Virginia Lawyers Weekly//August 7, 2023
Virginia Lawyers Weekly//August 7, 2023//
Where the government alleged a company’s general manager was liable for unpaid overtime wages, based centrally on the extent of her involvement in management of employees, her involvement in hiring and her authority to set the rates of pay, but that claim was either unsupported by admissible evidence or flatly contradicted by evidence in the record, the general manager was not liable.
The United States Department of Labor, or DOL, brings this action for unpaid overtime wages under the Fair Labor Standards Act, or FLSA, against Serenity Home Healthcare LLC, and three related business entities, Hildigard Ofori, the sole owner of the four companies, and Arafat Sheikhadam, the companies’ general manager. The DOL has filed a motion for summary judgment on all claims against all defendants.
Based on the undisputed facts and the defendants’ admissions, the court concludes as a matter of law that defendants failed to pay overtime pay and that their failure was willful and not in good faith. Accordingly, judgment for the required overtime pay and an equal amount for liquidated damages will be entered against Serenity and Ofori in an amount, as discussed below.

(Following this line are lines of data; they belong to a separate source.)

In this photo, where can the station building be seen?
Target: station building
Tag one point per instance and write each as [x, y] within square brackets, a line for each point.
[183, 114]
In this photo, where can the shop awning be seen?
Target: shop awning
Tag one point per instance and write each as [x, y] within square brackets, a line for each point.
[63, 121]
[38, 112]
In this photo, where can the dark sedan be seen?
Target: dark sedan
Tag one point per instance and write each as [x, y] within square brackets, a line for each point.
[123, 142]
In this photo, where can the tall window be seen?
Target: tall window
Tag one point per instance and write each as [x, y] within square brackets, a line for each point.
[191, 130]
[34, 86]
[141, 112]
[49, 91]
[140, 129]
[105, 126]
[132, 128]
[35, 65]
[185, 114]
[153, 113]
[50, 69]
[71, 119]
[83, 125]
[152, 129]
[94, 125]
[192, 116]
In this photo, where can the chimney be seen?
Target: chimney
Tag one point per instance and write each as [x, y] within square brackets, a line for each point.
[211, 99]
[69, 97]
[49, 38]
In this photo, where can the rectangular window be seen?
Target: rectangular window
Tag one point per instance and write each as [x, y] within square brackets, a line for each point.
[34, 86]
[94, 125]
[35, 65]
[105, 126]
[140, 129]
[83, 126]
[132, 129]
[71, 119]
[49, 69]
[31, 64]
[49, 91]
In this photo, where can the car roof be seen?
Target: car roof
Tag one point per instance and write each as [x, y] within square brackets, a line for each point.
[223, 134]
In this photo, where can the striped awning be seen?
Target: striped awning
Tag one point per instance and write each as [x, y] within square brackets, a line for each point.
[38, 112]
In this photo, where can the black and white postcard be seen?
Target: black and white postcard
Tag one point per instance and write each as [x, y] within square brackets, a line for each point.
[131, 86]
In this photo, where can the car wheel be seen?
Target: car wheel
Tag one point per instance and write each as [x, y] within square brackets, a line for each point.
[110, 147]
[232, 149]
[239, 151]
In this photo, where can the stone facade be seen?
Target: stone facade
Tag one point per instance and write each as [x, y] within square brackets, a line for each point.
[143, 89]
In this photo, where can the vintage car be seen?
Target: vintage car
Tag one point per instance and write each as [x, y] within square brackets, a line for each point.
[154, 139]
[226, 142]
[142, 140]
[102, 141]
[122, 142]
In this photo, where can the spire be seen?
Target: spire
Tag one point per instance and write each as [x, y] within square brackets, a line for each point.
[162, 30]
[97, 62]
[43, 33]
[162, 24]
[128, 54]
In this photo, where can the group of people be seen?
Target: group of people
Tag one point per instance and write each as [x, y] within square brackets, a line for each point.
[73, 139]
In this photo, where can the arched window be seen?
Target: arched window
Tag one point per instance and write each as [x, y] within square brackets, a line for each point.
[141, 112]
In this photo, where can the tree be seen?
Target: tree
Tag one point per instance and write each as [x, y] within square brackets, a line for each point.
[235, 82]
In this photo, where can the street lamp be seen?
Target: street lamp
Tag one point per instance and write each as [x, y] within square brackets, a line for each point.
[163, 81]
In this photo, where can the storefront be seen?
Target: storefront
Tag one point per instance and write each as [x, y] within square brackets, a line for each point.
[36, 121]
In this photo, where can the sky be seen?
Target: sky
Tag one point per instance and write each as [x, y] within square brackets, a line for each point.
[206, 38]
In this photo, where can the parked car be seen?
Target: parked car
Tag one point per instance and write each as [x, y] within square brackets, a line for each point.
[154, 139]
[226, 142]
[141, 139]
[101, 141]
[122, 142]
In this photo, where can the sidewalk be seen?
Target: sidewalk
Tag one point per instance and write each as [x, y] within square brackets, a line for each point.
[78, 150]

The DOL, however is not entitled to summary judgment against Sheikhadam. The DOL contends that Sheikhadam is an “employer” based centrally on the extent of her involvement in Serenity’s overall business operations, including her management of employees, her involvement in hiring and her authority to set the rates of pay. But that claim is either unsupported by admissible evidence or flatly contradicted by evidence in the record.
The DOL has requested that an injunction be entered against the defendants. In opposing that request, defendants only make the conclusory contention that the DOL has not met its burden to demonstrate that an injunction is necessary.
Serenity and Ofori have admitted their willful violations of their obligation to pay overtime as well as their failure in violation of 29 USC § 211(c) and applicable regulations to maintain records that that accurately reflect the premium pay for overtime hours. The DOL has also presented evidence that Serenity took steps to conceal their failure to pay overtime wages and in that regard, has represented, without challenge, that based on its review of defendants’ records, Serenity, in an attempt to appear in compliance with their obligation to pay overtime, has manipulated its employees’ rates of pay so that the total amount paid to an employee remains the same as it was when they were not paying overtime.
Further, the DOL argues that the harm from an injunction to the defendants is minimal because an injunction only requires the defendant to comply with the law and there is a strong public interest in having employees compensated properly under the law. Based on all the facts and circumstances presented, the court finds that an injunction is warranted to prevent further violations of the FLSA.
The parties dispute the applicable period for which DOL can recover overtime pay and liquidated damages. That issue revolves around the enforceability vel non of a tolling provision in a tolling agreement the parties signed on May 17, 2022. The court adopts defendants’ interpretation. Accordingly the defendants are liable for damages only for the three-year statutory period preceding the filing of the complaint on July 15, 2022.
Defendants have not challenged the computation of damages; and after a review of the government’s submission, the court finds that the estimation of damages is reasonable and sufficiently based on a reliable methodology. For this reason, the court finds that the government is entitled to compensatory damages from the liable defendants, jointly and severally, in the amount of $723,761.40, and for an equal amount of liquidated damages, for a total amount of $1,447,522.80.
Ofori and Sheikhadam have both filed a notice of bankruptcy. The court will enter judgment against Ofori as the government’s action in this case is exempt from the automatic stay in the bankruptcy code. However, the government will be directed to refrain from executing on that judgment unless leave is obtained from the bankruptcy court. The equitable relief that will issue in this case will only enjoin future violations of the FLSA and will not allow for the immediate enforcement of the monetary judgment against the defendants.
Plaintiff’s motion for summary judgment granted in part, denied in part.
United States Department of Labor v. Serenity Home Healthcare LLC, Case No. 1:22-cv-803, July 14, 2023. EDVA at Alexandria (Trenga). VLW 023-3-400. 15 pp.